One-Hot-Encoding has a the advantage that the result is binary rather than ordinal and that everything sits in an orthogonal vector space. The disadvantage is that for high cardinality, the feature space can really blow up quickly and you start fighting with the curse of dimensionality. In these cases, I typically employ one-hot-encoding followed by PCA for dimensionality reduction. I find that the judicious combination of one-hot plus PCA can seldom be beat by other encoding schemes. PCA finds the linear overlap, so will naturally tend to group similar features into the same feature. <br><br>
Reference: https://datascience.stackexchange.com/questions/9443/when-to-use-one-hot-encoding-vs-labelencoder-vs-dictvectorizor

In [189]:
label_encoder_x = LabelEncoder()
x_data.Country = label_encoder_x.fit_transform(x_data.Country)
one_hot_encoder = OneHotEncoder(categorical_features=[0])

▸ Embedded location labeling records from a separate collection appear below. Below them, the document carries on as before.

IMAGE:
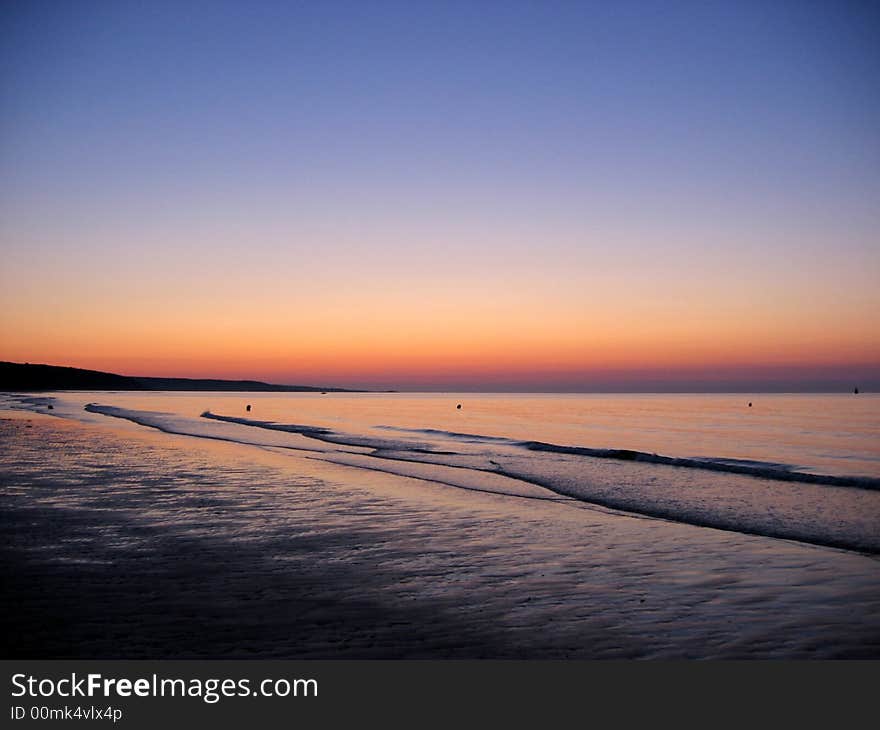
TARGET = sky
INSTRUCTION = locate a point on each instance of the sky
(444, 195)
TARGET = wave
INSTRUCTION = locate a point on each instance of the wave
(748, 467)
(744, 496)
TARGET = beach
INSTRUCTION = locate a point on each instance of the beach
(125, 541)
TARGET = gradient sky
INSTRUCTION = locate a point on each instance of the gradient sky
(447, 195)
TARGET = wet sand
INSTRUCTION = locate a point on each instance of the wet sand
(130, 544)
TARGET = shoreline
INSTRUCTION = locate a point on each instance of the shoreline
(129, 544)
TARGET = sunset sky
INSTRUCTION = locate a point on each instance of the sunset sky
(446, 195)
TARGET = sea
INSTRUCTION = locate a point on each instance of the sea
(440, 525)
(797, 466)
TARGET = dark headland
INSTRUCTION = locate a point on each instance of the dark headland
(27, 377)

x = one_hot_encoder.fit_transform(x_data)
x_hot_encoded = x.toarray().astype(np.int64)
x_hot_encoded

array([[    1,     0,     0,    44, 72000],
       [    0,     0,     1,    27, 48000],
       [    0,     1,     0,    30, 54000],
       [    0,     0,     1,    38, 61000],
       [    0,     1,     0,    40, 63777],
       [    1,     0,     0,    35, 58000],
       [    0,     0,     1,    38, 52000],
       [    1,     0,     0,    48, 79000],
       [    0,     1,     0,    50, 83000],
       [    1,     0,     0,    37, 67000]], dtype=int64)

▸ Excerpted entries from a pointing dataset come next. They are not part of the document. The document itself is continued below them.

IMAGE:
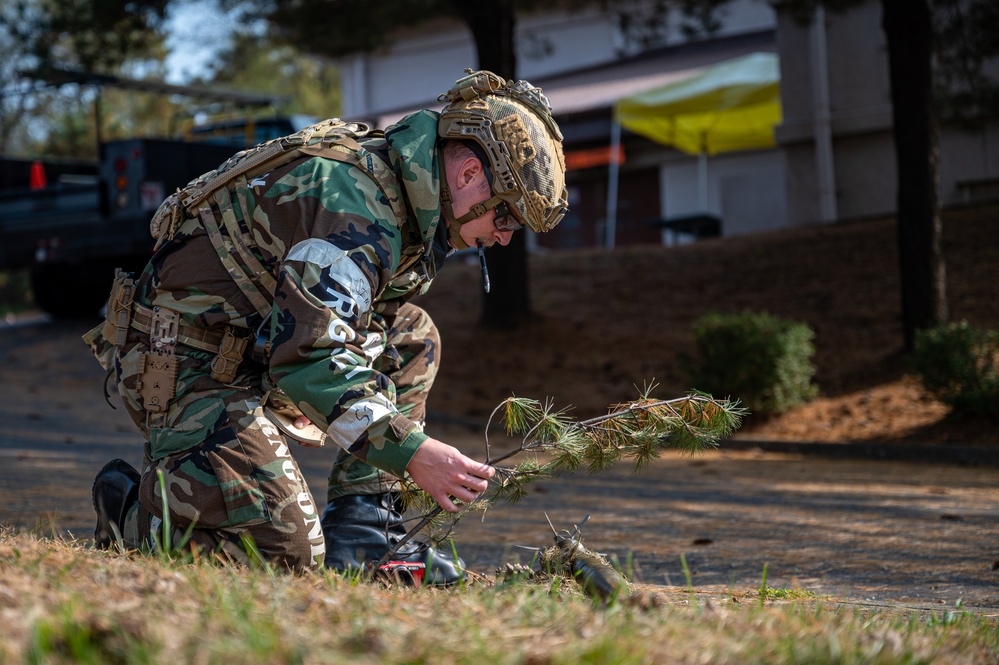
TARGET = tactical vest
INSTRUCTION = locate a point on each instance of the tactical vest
(209, 198)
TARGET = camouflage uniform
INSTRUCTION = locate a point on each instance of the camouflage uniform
(346, 348)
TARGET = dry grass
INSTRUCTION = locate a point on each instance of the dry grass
(64, 603)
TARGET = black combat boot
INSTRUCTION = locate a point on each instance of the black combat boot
(360, 528)
(116, 489)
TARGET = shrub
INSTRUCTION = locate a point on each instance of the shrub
(759, 359)
(959, 365)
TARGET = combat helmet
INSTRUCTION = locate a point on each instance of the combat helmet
(512, 123)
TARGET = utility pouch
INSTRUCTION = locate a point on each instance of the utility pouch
(157, 373)
(230, 354)
(119, 312)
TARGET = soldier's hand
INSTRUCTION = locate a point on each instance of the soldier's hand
(444, 473)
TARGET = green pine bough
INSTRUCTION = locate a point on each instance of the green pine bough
(554, 444)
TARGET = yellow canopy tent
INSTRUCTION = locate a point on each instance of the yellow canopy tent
(732, 105)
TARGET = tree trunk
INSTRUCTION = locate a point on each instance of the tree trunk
(909, 30)
(507, 305)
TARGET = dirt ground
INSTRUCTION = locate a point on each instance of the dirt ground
(865, 530)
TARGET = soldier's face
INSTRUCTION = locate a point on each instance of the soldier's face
(469, 186)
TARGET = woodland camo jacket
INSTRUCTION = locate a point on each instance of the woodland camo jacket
(328, 235)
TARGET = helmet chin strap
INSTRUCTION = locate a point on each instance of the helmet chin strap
(454, 231)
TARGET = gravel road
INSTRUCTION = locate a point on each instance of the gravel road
(916, 534)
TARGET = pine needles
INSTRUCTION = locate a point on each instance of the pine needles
(555, 444)
(637, 431)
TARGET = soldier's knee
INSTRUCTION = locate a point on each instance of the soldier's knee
(295, 552)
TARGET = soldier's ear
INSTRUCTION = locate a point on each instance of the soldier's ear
(469, 172)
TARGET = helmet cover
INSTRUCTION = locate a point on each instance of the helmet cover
(513, 124)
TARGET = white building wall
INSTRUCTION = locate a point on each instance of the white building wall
(745, 190)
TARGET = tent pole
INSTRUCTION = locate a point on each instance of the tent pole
(702, 180)
(610, 222)
(822, 123)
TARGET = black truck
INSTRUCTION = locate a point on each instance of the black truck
(72, 224)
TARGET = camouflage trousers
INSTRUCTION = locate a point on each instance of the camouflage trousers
(225, 473)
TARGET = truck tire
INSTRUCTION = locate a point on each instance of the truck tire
(72, 291)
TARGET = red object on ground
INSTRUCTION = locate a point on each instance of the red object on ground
(37, 180)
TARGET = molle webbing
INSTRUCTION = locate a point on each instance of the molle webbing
(209, 198)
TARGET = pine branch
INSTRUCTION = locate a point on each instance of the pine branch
(638, 431)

**Note:** I have created dummy encoding for Country to preserve interpretation of the features

In [190]:
label_encoder_y = LabelEncoder()
y_label_encoded = label_encoder_y.fit_transform(y_data)
y_label_encoded

array([0, 1, 0, 0, 1, 1, 0, 1, 0, 1], dtype=int64)

### Step 6: Splitting Train and Test Data

In [191]:
x_train, x_test, y_train, y_test = train_test_split(x_hot_encoded, y_label_encoded, test_size=0.2, random_state=0)

### Step 7: Feature Scaling

Exempted Dummy Encoding for Country (first three columns) as to preserve interpretability of the Country data

In [192]:
feature_scaler = StandardScaler()
x_train[:,[-2,-1]] = feature_scaler.fit_transform(x_train[:,[-2,-1]])
x_test[:,[-2,-1]] = feature_scaler.transform(x_test[:,[-2,-1]])



As far of now, we've implemented data pre-processing successfully.